The Age of Impatience: Of Wisdom, Radishes, and Watermelons
Preparing for Trinity Sunday: Two Days before Sunday (Year C)
Psalter: Psalm 8
Old Testament: Proverbs 3:19-26
Epistle: Ephesians 4:1-6
God of heaven and earth, before the foundation of the universe and the beginning of time you are the triune God: the Author of creation, the eternal Word of salvation, and the life-giving Spirit of wisdom. Guide us to all truth by your Spirit, that we may proclaim all that Christ revealed and rejoice in the glory he shared with us. Glory and praise to you, Father, Son, and Holy Spirit, now and for ever. Amen.
If you sit down, you will not be afraid; when you lie down, your sleep will be sweet. Do not be afraid of sudden panic, or of the storm that strikes the wicked; for the Lord will be your confidence and will keep your foot from being caught (Proverbs 3:24-26).
Social scientists who spend their time studying things I would never think of studying have shown that the average individual in the developed western world is impatient when it comes to even the little things in life. For example:
-When entering an elevator and pushing the button for the desired floor, if the doors do not start to close within 3 to 4 seconds, the average individual will push the button a second and possibly even third time.

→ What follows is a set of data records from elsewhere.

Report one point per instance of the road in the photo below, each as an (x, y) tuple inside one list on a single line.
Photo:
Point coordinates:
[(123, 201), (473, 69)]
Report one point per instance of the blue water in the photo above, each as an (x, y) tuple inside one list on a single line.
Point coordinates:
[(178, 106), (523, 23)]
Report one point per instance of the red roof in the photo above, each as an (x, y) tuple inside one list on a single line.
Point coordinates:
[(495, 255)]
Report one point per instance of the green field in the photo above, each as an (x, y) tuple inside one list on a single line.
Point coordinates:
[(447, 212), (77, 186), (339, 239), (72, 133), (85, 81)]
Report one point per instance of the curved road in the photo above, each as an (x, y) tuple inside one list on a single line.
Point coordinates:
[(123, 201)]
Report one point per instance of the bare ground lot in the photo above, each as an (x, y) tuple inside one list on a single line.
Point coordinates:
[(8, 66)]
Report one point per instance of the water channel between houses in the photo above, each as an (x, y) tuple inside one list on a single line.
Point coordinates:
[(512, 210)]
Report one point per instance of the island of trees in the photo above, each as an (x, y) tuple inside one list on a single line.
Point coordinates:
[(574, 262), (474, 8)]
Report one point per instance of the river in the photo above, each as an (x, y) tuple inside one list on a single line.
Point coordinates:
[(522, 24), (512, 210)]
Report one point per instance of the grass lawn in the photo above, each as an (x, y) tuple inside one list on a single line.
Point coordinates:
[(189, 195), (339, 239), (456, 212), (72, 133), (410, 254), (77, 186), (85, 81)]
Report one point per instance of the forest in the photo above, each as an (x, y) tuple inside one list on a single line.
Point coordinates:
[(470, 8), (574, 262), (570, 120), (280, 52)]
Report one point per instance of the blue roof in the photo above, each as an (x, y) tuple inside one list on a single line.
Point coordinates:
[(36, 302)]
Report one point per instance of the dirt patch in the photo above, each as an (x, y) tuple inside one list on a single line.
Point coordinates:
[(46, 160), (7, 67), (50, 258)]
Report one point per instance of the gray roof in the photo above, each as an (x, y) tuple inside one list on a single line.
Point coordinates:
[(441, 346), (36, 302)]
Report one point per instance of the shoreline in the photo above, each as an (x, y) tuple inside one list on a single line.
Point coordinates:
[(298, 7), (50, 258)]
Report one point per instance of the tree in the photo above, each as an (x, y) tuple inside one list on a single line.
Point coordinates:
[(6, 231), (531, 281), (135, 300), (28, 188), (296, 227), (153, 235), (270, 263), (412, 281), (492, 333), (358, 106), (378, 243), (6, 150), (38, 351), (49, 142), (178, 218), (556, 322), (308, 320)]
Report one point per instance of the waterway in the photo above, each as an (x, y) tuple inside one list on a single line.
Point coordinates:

-Individuals who regularly pass fast food restaurants during the day while driving, tend to fix quick meals at home at a higher percentage than those who are not so exposed.
Some scientists are now suggesting that our culture of speed, ease, and information overload are even rewiring the twenty-first century human brain toward an impatient disposition. Some skepticism of that claim is certainly in order, but can anyone seriously question that our way of life in the twenty-first century west discourages patience?
Some things take time. As much as we are aware of our impatient culture, we also know that certain things cannot be had overnight. From the time that radish seeds are planted until harvest is three weeks. Some varieties of watermelon take three months. An impatient gardener will likely not plant the latter and simply opt to purchase it in the grocery store.
Proverbs 19:11 states, “Those with wisdom are long on patience.” How many foolish decisions are made when people in a crisis act before thinking. How many times do we wish we were able to reconsider a decision made realizing, after the fact, that we hadn't thought it through sufficiently. I realize that some things require quick action, but patience is indeed a virtue that we need if wisdom is to flourish in our midst; and most importantly, patience with one another in the midst of our daily responsibilities is necessary if we are to relate to one another in a wise way.
After all, God has been extraordinarily patient with each and every one of us.